In dieser Folge erfährst du:

  • Welches Potenzial in deiner Stimme steckt und wofür du sie einsetzen kannst

  • Warum du noch heute anfangen solltest, dich mit deiner Stimme zu beschäftigen

  • Dass es du auch gehört wirst, wenn du glaubst, eine “leise Stimme” zu haben.

 

The Host or Guest

Hier findest du noch mehr Ressourcen zum Thema:

014 >> Von der Stimmkrise in die Stimmkraft – Meine persönliche Geschichte

Deine Stimme ist also ein ganz ganz wichtiges Werkzeug, um deine Ziele zu erreichen. Speziell als Frau dürfen wir auch unsere Stimme für Politisches einsetzen, für Gleichberechtigung, für Veränderungen. Damit die Gedanken, die du dazu hast, gehört werden.

 

Als Frau in einer Führungsposition hat deine Stimme nochmal eine ganz wichtige Funktion über den Transport von Expertise und Kompetenz hinaus: Dann ist sie Werkzeug, um zu inspirieren, zu motivieren und klar zu kommunizieren, wo es lang geht. Um die Vision der Firma zu verkörpern und alle mitzunehmen auf dieser Reise. Du bist dann ein Leitstern in deinem Unternehmen, ein Vorbild – sicher auch für andere Frauen.

Du bist Vorbild

 

In der Podcast-Folge “Von der Stimmkrise in die Stimmkraft” habe ich erzählt, wie ich meine Stimme verlor und in monatelanger intensiver Arbeit und Auseinandersetzung zurückerobert habe. Denn die Stimme und ihr Ausdruck, ihr Klang haben ganz viel mit unseren inneren Stimmen zu tun und wie wir uns mit uns fühlen. Ich setzte mich unheimlich unter Druck damals – mit dem Ergebnis, dass mir meine Stimme versagte und mich dazu zwang, mich mit mir auseinanderzusetzen. Das ist vielleicht auch einer der Gründe, warum sich viele Frauen noch nicht mit ihrer Stimme beschäftigt haben. (Neben der Tatsache, dass man erstmal wissen muss, dass das geht!) Es erfordert Einkehr, in sich spüren und ja, auch inneres Wachstum. Es braucht das Loslassen der auferlegten Stereotypen der Gesellschaft, wie eine Frau zu klingen hat. Weg mit dem Lovely Girl und hin zu einem klaren, authentischen – weiblichen! – Ausdruck, yesss!

Stimme braucht die Auseinandersetzung mit dir SELBST

 

LASs stereotypen los und klinge, wie du bist

 

Warum sich Voice Coaching und die Arbeit an deiner Stimme lohnt:

  • Der gesundheitliche Faktor ist hoffentlich klar geworden. Die Stimme ist so zart, ein ganz empfindsamer Bereich. Ist sie erstmal weg, dauert es, bis sie wieder voll da ist (I can tell!!). Vorsorge ist besser als Heilung. Du kannst Heiserkeit überwinden, Erkältungen besser abfangen und deine Stimme ist insgesamt belastbarer.

  • Ich habe es schon angedeutet: durch die Arbeit an deiner Stimme entwickelst du dich persönlich weiter. Und das reicht von der Reflexion über Sozialisation und gesellschaftliche Stereotypen (ich muss lieb sein und lieb klingen, ich darf nicht so fordernd sein, dann werde ich nicht gemocht) bis hin zu der erwachsenen Frau, die du jetzt bist und die Klarheit darüber, was du zu sagen hast, was du in die Welt bringen willst.

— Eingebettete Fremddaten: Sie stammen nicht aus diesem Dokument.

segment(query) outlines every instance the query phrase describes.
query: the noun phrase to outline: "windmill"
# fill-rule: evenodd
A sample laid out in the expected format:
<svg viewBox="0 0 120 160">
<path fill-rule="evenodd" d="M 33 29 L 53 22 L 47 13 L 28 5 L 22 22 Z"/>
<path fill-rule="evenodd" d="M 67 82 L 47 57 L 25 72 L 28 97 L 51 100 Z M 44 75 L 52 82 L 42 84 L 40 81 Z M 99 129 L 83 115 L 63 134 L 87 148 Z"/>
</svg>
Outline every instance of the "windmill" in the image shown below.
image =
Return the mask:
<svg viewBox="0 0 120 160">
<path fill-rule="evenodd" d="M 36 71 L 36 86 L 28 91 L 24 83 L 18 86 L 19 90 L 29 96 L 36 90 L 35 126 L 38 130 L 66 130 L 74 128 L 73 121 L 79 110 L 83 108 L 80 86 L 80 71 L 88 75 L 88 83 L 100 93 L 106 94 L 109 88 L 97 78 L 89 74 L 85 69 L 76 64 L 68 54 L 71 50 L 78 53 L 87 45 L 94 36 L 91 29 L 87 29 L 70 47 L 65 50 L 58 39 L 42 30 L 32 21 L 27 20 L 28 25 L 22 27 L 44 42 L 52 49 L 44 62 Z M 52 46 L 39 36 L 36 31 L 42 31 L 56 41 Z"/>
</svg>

  • Das ist dann auch entscheidend im Leben: Mit klarer Botschaft, klarer Stimme, gelingt auch klare Kommunikation. Gelingt es, Grenzen zu setzen, Bedürfnisse mitzuteilen, verstanden zu werden.

  • A propos Beruf: Eine angenehme und ausdrucksstarke Stimme bringt dir so viele Vorteile im Job! Du wirst in Meetings gehört, wirkst überzeugender in Präsentationen, wirst Verhandlungen erfolgreicher führen und eher eine Führungsposition erreichen. Eine angenehme Stimme, die du bewusst einsetzt, wirkt einfach kompetent und du kannst deine Expertise selbstbewusster transportieren.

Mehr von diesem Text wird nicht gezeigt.